The Alagang Phoenix Brand

The ”ALAGANG PHOENIX” Brand provides a vital insight in the way Penny Sibal leads and ushers Phoenix Publishing House’s to its day-to-day business operations and into the future. She sees to it that the Alagang Phoenix mantra which means “Doing Business With a Heart” is intricated in all its business ventures, dealings, innovations, decisions, and undertakings.
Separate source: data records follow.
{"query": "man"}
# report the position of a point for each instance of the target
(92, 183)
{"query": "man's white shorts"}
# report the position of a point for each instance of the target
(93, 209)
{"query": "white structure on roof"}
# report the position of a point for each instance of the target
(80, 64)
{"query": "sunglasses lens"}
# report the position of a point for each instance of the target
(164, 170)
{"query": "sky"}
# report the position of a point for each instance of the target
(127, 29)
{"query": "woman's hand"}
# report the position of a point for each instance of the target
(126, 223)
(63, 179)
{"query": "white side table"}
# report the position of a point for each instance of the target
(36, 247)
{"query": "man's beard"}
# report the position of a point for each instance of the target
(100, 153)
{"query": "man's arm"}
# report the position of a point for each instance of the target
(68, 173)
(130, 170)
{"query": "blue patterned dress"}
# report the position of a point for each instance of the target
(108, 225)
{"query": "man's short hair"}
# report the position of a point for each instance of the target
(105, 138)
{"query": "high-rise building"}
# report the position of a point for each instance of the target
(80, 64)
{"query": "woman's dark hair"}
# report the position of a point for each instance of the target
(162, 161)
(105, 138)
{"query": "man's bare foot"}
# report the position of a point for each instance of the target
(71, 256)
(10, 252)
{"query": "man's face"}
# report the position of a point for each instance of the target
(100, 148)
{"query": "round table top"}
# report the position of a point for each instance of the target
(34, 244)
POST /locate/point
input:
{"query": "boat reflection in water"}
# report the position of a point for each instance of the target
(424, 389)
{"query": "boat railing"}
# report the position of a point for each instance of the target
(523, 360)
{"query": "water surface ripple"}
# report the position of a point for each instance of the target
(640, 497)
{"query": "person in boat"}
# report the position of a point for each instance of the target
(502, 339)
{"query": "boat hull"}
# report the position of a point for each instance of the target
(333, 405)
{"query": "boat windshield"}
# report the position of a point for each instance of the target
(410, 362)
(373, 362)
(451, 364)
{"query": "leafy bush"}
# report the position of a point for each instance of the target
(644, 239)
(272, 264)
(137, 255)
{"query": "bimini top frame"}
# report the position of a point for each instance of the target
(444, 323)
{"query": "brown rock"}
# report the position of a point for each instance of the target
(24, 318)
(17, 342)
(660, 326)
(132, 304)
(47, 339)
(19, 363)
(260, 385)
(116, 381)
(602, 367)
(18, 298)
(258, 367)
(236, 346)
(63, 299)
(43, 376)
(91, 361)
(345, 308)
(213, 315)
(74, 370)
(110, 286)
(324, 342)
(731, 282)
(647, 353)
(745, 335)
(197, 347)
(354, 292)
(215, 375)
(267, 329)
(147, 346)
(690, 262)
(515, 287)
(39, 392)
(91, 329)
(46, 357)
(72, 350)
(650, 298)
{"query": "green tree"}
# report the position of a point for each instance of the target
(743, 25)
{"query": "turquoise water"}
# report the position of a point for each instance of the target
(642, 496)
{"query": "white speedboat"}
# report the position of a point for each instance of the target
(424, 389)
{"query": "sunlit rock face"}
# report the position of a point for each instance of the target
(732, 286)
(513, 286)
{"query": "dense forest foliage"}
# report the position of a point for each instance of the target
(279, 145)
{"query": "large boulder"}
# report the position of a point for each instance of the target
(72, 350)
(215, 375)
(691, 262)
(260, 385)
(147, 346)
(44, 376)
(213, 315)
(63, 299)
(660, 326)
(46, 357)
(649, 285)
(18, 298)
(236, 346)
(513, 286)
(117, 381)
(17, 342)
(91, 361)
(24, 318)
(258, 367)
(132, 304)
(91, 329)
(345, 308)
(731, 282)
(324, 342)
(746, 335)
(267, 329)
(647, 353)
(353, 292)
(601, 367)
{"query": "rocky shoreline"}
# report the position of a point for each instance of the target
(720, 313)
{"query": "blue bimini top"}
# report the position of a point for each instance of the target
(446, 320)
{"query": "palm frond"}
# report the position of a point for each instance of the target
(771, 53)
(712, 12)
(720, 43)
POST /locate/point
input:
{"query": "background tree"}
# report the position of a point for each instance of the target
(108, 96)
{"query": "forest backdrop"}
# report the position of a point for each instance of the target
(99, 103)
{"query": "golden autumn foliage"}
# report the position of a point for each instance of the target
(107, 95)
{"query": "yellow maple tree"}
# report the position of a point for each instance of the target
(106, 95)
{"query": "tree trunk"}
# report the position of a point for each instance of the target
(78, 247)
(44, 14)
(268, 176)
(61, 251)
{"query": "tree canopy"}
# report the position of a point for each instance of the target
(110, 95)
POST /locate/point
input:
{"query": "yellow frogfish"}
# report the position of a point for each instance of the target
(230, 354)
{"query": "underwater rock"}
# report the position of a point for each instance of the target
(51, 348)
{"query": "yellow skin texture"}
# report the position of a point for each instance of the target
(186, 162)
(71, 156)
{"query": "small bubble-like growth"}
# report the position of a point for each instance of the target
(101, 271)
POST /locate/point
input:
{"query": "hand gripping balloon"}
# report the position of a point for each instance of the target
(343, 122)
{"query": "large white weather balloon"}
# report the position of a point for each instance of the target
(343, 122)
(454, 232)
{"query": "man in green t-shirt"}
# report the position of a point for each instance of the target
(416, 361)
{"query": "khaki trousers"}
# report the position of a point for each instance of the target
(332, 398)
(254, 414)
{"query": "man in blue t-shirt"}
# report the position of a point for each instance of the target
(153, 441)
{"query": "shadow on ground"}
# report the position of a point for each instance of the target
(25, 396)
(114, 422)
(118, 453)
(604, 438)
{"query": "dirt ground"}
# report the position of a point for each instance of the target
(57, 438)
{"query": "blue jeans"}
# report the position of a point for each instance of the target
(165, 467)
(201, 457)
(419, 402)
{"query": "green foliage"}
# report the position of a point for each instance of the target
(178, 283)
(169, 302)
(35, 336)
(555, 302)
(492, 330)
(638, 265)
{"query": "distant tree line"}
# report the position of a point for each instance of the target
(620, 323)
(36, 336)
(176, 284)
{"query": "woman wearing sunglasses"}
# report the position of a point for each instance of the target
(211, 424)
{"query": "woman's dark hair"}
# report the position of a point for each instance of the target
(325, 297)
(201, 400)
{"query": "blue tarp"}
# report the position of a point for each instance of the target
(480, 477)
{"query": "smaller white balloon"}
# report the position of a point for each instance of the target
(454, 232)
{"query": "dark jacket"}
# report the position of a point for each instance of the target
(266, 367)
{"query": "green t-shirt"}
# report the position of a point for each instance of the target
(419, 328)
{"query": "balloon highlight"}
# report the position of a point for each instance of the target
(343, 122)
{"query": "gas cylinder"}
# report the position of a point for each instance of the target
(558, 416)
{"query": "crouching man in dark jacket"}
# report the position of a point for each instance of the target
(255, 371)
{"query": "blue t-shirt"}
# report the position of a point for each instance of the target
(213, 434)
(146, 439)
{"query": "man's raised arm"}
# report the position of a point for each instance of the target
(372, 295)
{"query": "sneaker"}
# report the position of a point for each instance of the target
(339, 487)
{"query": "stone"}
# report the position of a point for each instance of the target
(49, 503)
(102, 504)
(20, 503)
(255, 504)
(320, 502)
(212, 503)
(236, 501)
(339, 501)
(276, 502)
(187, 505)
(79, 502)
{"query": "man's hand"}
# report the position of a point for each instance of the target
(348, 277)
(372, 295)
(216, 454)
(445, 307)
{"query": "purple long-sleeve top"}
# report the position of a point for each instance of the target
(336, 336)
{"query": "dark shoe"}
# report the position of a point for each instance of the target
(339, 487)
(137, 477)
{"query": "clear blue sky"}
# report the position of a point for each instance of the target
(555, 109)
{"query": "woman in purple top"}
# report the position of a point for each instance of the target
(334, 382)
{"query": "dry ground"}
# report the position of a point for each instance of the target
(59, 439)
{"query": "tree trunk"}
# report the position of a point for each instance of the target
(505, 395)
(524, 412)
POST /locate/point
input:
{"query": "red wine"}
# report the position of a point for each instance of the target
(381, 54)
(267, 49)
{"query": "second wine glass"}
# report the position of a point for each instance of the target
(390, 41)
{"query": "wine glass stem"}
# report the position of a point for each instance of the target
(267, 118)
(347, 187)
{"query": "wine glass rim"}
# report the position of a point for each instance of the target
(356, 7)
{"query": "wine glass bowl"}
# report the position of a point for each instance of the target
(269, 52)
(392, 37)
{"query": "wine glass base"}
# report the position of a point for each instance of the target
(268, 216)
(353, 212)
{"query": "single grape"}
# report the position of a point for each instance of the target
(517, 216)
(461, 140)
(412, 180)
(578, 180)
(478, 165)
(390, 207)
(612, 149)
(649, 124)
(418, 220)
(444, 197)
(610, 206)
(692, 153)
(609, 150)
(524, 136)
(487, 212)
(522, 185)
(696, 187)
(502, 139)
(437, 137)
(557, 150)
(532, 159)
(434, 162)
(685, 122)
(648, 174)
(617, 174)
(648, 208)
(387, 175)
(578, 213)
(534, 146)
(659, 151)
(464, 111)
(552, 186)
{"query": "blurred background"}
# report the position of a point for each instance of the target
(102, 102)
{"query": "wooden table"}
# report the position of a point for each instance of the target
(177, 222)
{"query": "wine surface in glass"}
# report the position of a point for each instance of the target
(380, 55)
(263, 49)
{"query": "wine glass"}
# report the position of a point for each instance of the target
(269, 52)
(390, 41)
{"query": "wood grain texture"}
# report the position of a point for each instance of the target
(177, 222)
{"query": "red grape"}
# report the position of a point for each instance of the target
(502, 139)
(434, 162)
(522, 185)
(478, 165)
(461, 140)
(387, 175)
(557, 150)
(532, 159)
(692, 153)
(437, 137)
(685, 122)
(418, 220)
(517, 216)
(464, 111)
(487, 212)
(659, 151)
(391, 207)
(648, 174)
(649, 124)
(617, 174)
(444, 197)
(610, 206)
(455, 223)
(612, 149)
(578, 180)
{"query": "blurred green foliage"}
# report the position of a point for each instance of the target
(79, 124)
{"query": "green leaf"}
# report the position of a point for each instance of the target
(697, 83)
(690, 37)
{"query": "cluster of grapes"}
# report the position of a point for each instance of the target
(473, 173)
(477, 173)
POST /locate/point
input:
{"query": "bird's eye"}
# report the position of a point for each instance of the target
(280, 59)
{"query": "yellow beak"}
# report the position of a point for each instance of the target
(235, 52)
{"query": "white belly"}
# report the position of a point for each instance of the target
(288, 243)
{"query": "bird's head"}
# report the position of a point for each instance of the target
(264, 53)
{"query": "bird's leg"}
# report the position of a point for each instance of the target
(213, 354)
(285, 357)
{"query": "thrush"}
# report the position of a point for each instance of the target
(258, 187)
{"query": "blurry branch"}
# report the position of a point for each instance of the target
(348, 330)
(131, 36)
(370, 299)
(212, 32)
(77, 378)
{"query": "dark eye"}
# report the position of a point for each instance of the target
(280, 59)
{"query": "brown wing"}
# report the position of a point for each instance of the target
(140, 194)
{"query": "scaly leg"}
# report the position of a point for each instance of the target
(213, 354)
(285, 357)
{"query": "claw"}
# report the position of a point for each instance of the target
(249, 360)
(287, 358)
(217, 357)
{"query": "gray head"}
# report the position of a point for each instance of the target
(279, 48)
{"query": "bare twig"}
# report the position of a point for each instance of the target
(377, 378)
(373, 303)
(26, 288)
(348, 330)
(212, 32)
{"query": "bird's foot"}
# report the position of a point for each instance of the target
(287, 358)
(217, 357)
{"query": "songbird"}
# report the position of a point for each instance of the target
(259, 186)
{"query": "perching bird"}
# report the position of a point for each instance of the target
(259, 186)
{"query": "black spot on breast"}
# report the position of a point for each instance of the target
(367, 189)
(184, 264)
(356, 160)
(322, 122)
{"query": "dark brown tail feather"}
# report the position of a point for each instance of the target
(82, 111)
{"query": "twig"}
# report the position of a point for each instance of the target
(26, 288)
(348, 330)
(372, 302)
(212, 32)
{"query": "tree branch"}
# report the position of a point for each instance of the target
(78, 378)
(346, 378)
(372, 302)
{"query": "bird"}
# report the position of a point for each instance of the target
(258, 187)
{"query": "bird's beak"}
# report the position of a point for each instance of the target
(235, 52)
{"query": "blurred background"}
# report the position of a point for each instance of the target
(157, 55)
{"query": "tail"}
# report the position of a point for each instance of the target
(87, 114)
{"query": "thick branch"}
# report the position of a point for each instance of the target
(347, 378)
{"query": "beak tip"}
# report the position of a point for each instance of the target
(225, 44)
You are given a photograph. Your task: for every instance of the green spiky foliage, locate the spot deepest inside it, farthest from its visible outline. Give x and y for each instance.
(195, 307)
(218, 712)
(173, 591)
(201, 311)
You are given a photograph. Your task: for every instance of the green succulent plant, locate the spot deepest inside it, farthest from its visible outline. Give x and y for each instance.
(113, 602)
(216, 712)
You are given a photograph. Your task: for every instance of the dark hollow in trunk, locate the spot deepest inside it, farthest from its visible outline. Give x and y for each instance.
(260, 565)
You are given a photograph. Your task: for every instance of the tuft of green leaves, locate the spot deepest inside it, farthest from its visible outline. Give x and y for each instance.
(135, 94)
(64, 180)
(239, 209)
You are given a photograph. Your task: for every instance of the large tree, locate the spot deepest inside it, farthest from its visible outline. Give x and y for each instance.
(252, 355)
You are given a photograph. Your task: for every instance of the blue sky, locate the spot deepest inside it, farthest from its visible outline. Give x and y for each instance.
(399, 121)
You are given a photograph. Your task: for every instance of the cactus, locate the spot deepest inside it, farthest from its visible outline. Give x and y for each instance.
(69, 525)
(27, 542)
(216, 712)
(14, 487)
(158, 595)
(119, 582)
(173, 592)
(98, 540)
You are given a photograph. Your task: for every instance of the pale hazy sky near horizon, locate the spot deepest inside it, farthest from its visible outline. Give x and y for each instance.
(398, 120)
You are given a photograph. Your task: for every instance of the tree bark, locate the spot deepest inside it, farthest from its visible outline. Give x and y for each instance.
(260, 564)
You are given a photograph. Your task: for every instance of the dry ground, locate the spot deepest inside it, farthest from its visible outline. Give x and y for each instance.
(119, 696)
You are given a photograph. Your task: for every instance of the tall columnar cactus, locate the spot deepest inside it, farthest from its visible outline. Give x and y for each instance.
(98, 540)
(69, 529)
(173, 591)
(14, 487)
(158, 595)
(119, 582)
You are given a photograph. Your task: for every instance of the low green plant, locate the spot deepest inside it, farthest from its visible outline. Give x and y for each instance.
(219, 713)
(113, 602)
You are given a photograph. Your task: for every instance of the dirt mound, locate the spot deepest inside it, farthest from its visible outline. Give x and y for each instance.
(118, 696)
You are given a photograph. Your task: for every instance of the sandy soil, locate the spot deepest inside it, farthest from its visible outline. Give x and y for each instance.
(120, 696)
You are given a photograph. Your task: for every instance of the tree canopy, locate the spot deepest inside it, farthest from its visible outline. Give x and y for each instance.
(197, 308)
She explains: “Caring, the Phoenix Way is our business mantra, and it proudly defines who we are, what we value, and what we stand for.” Indeed, the daring and insightful leadership of Penny Sibal has not only vastly contributed to the success of the family business but the philanthropic arm in the form of mentorship, professional development, and enabling-building that she and her company have unselfishly extended to thousands of schools and educators has contributed to Philippine education’s empowerment and ultimately, to the vital development and growth of our society and nation. Penny Sibal’s daring and rare leadership will sally us forth not only from the pandemic that has besieged the country and the rest of the world, but to a more certain, more stable, and loftier, freer times.